Ganz anders hingegen die Haltung der italienischen Professoren Andrea Gattini (Universität Padua) und Enzo Cannizzaro (Universität Rom) sowie des franko-kanadischen Professors John Packer (nunmehr Universität Essex). Diese waren sehr zurückhaltend in diesem Zusammenhang. Eine vermittelnde Position nahmen der Gastgeber, Prof. Peter Hilpold sowie Prof. Manfred Nowak (Universität Wien) und Prof. Stefanie Schmahl (Universität Würzburg) ein. Diese sprachen der Schutzverantwortung schon jetzt eine große Tragweite zu, qualifizierten diese aber überwiegend als „Norm im Werden“. Prof. Ursula Moser sprach explizit das Problem Syrien an: Welche Bedeutung kommt der Schutzverantwortung bei der Lösung dieser Problematik zu? In einer angeregten Diskussion kamen die Fachleute zum Ergebnis, dass die Einführung dieses Konzepts ein wertvolles Instrument geschaffen habe, um diese Fragestellung anzugehen.

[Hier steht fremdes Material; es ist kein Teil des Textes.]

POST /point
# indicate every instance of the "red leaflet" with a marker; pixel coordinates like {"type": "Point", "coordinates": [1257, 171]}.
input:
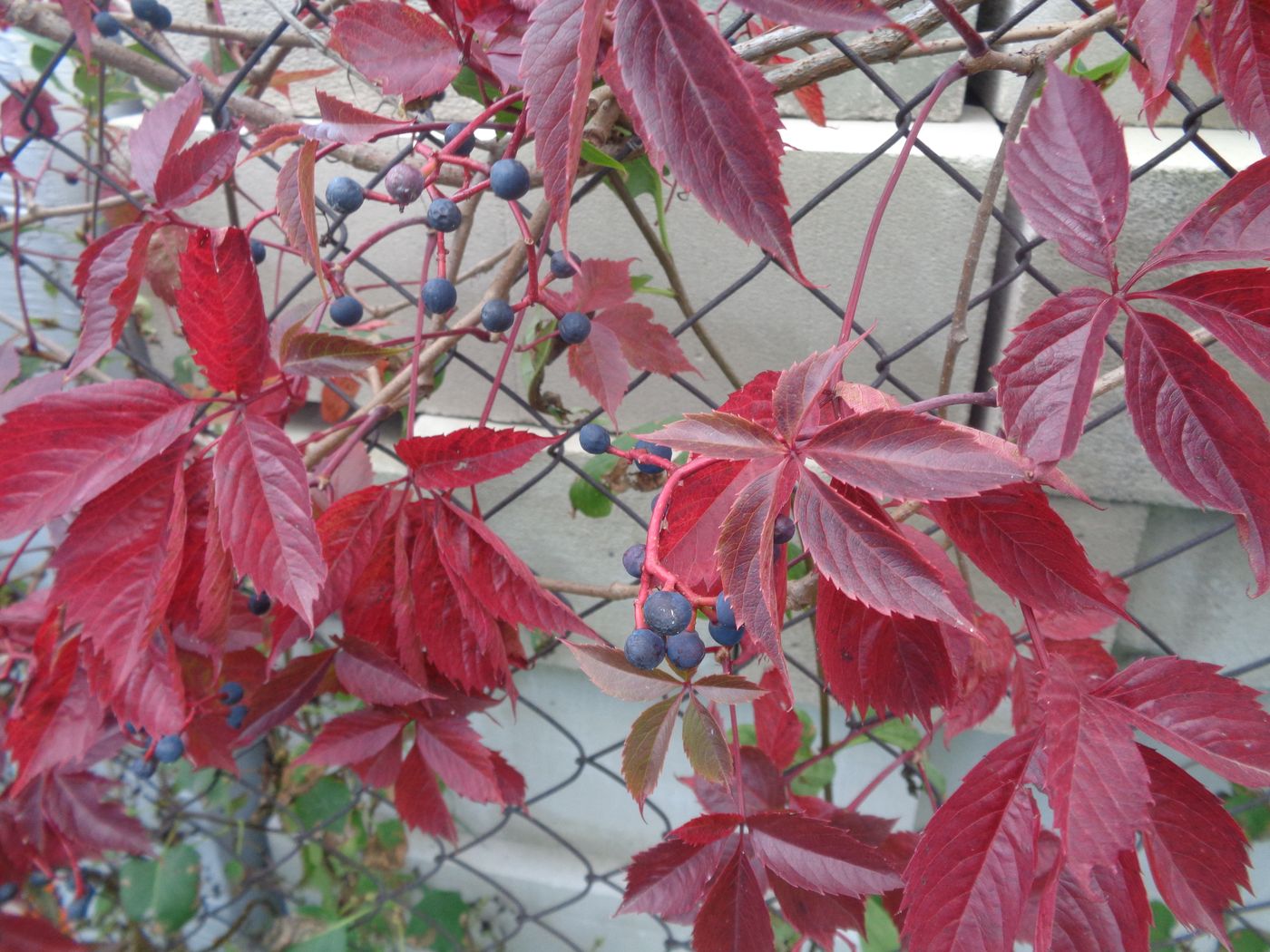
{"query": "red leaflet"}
{"type": "Point", "coordinates": [404, 51]}
{"type": "Point", "coordinates": [1159, 28]}
{"type": "Point", "coordinates": [828, 15]}
{"type": "Point", "coordinates": [1021, 543]}
{"type": "Point", "coordinates": [720, 435]}
{"type": "Point", "coordinates": [747, 560]}
{"type": "Point", "coordinates": [1232, 304]}
{"type": "Point", "coordinates": [1197, 852]}
{"type": "Point", "coordinates": [969, 879]}
{"type": "Point", "coordinates": [342, 122]}
{"type": "Point", "coordinates": [867, 559]}
{"type": "Point", "coordinates": [1231, 225]}
{"type": "Point", "coordinates": [1070, 171]}
{"type": "Point", "coordinates": [914, 456]}
{"type": "Point", "coordinates": [162, 131]}
{"type": "Point", "coordinates": [819, 857]}
{"type": "Point", "coordinates": [107, 278]}
{"type": "Point", "coordinates": [558, 63]}
{"type": "Point", "coordinates": [196, 171]}
{"type": "Point", "coordinates": [118, 565]}
{"type": "Point", "coordinates": [1094, 774]}
{"type": "Point", "coordinates": [1240, 35]}
{"type": "Point", "coordinates": [298, 215]}
{"type": "Point", "coordinates": [888, 663]}
{"type": "Point", "coordinates": [1050, 370]}
{"type": "Point", "coordinates": [286, 692]}
{"type": "Point", "coordinates": [644, 751]}
{"type": "Point", "coordinates": [1200, 431]}
{"type": "Point", "coordinates": [262, 495]}
{"type": "Point", "coordinates": [610, 672]}
{"type": "Point", "coordinates": [371, 675]}
{"type": "Point", "coordinates": [1194, 710]}
{"type": "Point", "coordinates": [469, 456]}
{"type": "Point", "coordinates": [65, 448]}
{"type": "Point", "coordinates": [676, 69]}
{"type": "Point", "coordinates": [222, 311]}
{"type": "Point", "coordinates": [733, 917]}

Vielsprachige Universität Innsbruck

Mit dieser Tagung zeigt die Universität Innsbruck, dass sie federführend an der Diskussion von international-rechtlichen Themen mitwirkt und gleichzeitig auch einen beliebten Bezugspunkt für internationale Experten darstellt. Auch die im Vorjahr, ebenfalls am 16. Dezember, stattgefundene Tagung zur Kosovo-Problematik hatte großen Anklang gefunden. Die Tagungsakte sind gerade veröffentlicht worden. Interessant war auch festzustellen, dass diese Tagung durchgehend zweisprachig abgehalten worden ist, und zwar ohne Beiziehung von Dolmetschern. Deutsch hat also als Wissenschaftssprache noch nicht völlig ausgedient und die Universität Innsbruck hat sich einmal mehr als Universität der Zwei- und Vielsprachigkeit präsentiert. Sowohl für das Kanada-Institut als auch für die Rechtswissenschaftliche Fakultät kommt diese Veranstaltung einer Leistungsschau gleich. Eine lange Liste von Sponsoren, deren Logo auf der Hinterseite der Einladung abgedruckt ist, verdeutlicht einerseits die Reputation der Veranstaltung, andererseits aber auch den finanziellen Aufwand, der hinter einer solchen Veranstaltung steckt.